Civil Society protests at COP17. Picture by UNclimatechange

In 1995, the United Nations hosted the first of what was to become an annual conference on climate change. The meetings are attended by world leaders and negotiating teams from countries who are party to the UNFCCC (United Nations Framework Convention on Climate Change). The UNFCCC is a treaty which aims to prevent dangerous human interference with the planet’s climate system. Many countries are party to the UNFCCC, and the annual conferences are known as “COPs” (Conferences of the Parties to the UNFCCC).

Last December COP17 (the 17th meeting) was held in Durban. The aim of this meeting was to come up with a global agreement to reach the aims of the UNFCCC by cutting global carbon emissions.

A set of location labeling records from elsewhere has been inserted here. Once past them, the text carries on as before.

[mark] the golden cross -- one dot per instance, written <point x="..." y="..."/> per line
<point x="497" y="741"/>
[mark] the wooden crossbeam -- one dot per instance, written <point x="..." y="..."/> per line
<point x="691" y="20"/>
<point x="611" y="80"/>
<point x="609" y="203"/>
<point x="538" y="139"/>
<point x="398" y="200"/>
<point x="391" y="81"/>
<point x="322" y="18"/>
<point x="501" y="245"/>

There were low expectations of the COP process after the failure of COP15 which took place in Copenhagen. The feeling after Copenhagen was that trust in multi-lateral negotiations was lost. However, in 2010, at COP16 in Cancun, careful diplomacy partly restored faith in the multi-lateral process of UNFCCC and resulted in a detailed set of agreements:

  • Global greenhouse gas targets: Affirmation of the IPCC recommended global target to limit global warming to 2 °C above pre-industrial levels and agreement to consider a more ambitious 1.5 °C limit.
  • Mitigation commitments by developed countries: Agreement that scaled-up mitigation efforts are needed and to work towards a global goal in 2011 to substantially reduce global emissions by 2050.
  • Mitigation by developing countries: Developing country Parties agreed to take nationally appropriate mitigation actions (NAMAs) to reduce business-as-usual emissions by 2020.
  • Adaptation: The Cancun Adaptation Framework was adopted and an Adaptation Committee was established and it was requested to support developing country activities with long-term, scaled-up, predictable, new and additional finance, technology, and capacity-building.
  • Financing: to put in place a Green Climate Fund, a fund set up by developed nations to assist developing nations cope with the effects of climate change.
  • Technology Transfer: to establish a Climate Technology Centre, to lead capacity building in climate change technology,
  • REDD+: A mechanism to create incentives to reduce deforestation was adopted using a phased approach including subnational activities.
  • and on Measurement, Reporting and Verification (MRV) – enhanced reporting and review of mitigation actions and climate financing for developed countries with international assessment and review.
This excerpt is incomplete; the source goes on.